There is this part of csa experience that comes from within to be mastered over. That is we want to win. So sometimes people write about being attracted to sick situations like their much like their childhood injuries. (messy relationships, porn, stories, movies that remind us of the injury) In my own experience that is purely the desire to triumph (win instead of being the victim) over abuse story. That is more the attraction than actual interest or desire. That is the imprint. It isn't you. It is the experience where/when you were hurt. You are indeed trying to do good. Don't let this fear of feeling morbidly attracted to your story hold you back. You can be a helper. You can be one of the good guys. You won't offend. You are are not one of them.

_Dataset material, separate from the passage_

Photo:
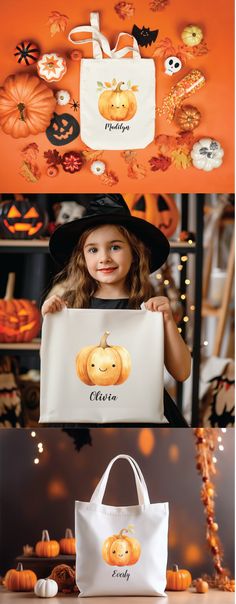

I hope this helps. If not ignore

with care,
Harmony
radladfly

Re: Does anyone else feel this way? I feel alone

Post by radladfly »

Sherlocked,
I am a grandmother now. I have five children and eighteen grandchildren. My therapist says that my story is one of resilience. My mother forced me to tell her the truth about why I was so paralyzed after returning from a visit with my father when I was eleven. After I told her, she took me to a doctor whom I told, then she proceeded to say evil things and resent me for years. Neither her nor the doctor did anything to protect me, and he continued to abuse me for seven more years. I too was not able to protect my own beautiful children, I was so afraid of authority and feel that I was trapped in a young body. Through help with my therapist, I am learning to let go of my failures as a parent. I walk alongside my children today and hope to lead and guide them into the healing I am receiving.
It wasn’t your fault and you will heal!
Last edited by Serenity on Tue Aug 31, 2021 11:48 am, edited 1 time in total.